Formar uma liderança capaz de desenvolver e reter talentos é uma vantagem competitiva

Nos últimos anos, o debate sobre o futuro do trabalho foi dominado por temas como inteligência artificial, transformação digital e produtividade. As empresas aceleraram investimentos em tecnologia, automatizaram processos e redesenharam suas estruturas para ganhar eficiência. No entanto, enquanto a atenção estava voltada para as ferramentas, um problema muito mais silencioso começou a crescer dentro das organizações: a crise da liderança.

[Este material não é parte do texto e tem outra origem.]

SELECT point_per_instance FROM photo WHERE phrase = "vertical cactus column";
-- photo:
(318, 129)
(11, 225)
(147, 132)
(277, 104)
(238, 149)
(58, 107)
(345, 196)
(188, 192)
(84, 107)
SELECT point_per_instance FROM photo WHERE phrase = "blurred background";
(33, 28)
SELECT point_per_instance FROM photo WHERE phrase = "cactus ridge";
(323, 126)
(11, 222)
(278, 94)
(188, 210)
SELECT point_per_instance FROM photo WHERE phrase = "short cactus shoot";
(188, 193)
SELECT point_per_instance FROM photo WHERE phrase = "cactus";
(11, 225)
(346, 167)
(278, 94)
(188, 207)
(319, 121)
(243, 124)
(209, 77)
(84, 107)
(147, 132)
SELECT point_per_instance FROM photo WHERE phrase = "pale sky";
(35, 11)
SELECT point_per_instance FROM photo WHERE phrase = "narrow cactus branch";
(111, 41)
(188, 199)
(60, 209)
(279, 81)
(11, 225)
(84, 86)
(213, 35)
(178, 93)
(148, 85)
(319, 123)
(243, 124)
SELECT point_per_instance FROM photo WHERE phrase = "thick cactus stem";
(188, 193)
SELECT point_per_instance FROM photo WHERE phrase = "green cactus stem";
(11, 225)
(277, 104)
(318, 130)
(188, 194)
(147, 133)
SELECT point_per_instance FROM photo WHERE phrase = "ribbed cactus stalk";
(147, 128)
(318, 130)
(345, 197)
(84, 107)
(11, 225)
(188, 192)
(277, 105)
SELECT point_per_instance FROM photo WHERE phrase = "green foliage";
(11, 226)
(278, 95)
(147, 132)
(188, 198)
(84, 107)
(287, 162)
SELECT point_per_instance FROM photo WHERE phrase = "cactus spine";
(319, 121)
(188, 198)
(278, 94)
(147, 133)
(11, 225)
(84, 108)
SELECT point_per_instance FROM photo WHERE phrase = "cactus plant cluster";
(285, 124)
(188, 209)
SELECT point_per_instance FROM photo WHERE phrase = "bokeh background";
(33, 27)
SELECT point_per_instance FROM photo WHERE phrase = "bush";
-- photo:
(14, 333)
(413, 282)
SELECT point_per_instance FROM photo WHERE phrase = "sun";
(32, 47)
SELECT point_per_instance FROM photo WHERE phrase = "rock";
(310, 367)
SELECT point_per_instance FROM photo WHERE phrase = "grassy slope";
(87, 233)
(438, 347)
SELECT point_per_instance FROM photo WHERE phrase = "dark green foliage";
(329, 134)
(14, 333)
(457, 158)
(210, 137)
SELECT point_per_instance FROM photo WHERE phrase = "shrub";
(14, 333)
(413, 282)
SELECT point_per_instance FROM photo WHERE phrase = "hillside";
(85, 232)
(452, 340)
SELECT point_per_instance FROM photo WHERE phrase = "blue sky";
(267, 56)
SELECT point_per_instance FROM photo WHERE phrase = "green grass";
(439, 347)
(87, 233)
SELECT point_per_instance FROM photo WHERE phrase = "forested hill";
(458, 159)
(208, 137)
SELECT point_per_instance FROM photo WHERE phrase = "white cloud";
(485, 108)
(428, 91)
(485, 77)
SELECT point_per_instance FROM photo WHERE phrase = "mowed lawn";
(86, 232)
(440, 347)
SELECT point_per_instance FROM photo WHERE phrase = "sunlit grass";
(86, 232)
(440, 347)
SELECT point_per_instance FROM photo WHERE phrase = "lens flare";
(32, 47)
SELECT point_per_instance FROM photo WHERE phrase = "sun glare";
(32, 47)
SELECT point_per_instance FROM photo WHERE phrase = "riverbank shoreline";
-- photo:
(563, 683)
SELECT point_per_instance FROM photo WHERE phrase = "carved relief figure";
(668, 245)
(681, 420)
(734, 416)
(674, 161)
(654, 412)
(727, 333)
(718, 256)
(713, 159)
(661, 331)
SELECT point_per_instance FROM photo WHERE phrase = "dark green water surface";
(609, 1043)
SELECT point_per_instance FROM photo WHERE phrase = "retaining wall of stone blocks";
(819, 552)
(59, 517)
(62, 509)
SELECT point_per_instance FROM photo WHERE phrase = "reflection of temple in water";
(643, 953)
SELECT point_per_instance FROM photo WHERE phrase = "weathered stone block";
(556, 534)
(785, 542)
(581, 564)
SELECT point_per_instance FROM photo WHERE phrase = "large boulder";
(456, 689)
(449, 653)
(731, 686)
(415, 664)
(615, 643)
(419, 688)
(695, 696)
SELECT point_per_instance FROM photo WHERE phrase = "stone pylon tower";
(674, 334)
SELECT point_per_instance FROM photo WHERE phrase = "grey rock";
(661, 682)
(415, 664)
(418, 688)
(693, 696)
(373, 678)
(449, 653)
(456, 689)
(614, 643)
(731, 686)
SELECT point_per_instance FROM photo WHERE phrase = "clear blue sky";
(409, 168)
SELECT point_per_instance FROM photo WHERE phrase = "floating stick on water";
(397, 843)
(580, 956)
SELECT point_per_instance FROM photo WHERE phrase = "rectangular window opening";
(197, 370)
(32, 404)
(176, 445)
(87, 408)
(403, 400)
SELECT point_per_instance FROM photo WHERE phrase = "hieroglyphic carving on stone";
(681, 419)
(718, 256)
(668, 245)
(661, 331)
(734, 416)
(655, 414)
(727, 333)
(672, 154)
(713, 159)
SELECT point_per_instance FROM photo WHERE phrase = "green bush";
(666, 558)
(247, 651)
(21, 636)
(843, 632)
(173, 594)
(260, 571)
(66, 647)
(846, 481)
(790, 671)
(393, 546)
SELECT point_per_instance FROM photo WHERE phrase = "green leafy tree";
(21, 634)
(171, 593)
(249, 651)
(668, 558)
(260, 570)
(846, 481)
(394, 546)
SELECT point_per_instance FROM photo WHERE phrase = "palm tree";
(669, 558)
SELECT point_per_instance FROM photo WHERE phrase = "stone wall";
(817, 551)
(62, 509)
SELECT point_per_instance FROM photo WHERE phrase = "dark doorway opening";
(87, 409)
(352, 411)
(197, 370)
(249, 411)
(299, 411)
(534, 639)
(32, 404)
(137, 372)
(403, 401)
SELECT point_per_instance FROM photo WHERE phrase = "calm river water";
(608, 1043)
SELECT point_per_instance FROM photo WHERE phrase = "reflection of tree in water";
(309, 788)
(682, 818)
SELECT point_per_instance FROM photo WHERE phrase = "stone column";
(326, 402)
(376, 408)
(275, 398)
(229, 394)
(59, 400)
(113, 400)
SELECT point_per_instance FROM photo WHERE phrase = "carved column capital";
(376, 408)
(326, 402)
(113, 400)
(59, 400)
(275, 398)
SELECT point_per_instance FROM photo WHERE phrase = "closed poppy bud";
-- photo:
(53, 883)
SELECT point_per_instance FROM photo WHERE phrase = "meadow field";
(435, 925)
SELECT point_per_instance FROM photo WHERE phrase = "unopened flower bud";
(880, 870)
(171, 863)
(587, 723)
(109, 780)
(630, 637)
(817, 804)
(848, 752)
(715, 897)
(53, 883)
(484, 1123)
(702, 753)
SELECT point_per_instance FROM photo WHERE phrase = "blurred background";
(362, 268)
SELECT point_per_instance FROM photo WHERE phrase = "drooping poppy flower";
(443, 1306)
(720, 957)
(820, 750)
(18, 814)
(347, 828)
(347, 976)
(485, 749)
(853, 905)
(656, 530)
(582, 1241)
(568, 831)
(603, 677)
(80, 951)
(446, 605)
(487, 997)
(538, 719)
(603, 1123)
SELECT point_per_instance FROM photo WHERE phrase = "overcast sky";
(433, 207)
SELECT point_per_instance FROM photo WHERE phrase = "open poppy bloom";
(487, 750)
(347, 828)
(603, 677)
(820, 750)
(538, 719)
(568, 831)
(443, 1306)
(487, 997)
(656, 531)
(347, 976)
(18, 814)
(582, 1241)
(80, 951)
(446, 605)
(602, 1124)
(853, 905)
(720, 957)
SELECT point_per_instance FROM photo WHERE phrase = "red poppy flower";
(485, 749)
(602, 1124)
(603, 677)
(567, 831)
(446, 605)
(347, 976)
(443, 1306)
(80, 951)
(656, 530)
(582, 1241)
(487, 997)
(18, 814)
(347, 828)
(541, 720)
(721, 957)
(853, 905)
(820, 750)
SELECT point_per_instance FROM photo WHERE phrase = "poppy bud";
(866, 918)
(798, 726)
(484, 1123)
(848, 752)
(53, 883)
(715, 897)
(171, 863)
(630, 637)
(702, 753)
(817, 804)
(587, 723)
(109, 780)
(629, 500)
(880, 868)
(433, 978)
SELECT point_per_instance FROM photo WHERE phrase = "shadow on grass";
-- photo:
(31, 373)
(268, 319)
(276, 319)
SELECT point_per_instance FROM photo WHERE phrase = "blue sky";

O recém-publicado State of the Global Workplace 2026, da Gallup, ajuda a dimensionar esse cenário. O levantamento aponta que o engajamento global dos trabalhadores caiu para 20%, o menor patamar desde 2020, provocando uma perda estimada em US$ 10 trilhões para a economia mundial, o equivalente a aproximadamente 9% do PIB global. Mais do que um indicador de clima organizacional, trata-se de um alerta sobre competitividade, capacidade de execução e geração de valor.

O dado mais relevante, porém, talvez não seja a queda do engajamento dos colaboradores. É a constatação de que ela começa justamente entre aqueles que deveriam impulsioná-lo: os gestores. Segundo a Gallup, os níveis de engajamento dos líderes, especialmente dos gerentes intermediários, também recuaram, refletindo um ambiente de pressão crescente, estruturas mais enxutas e equipes cada vez maiores sob a responsabilidade de um único profissional.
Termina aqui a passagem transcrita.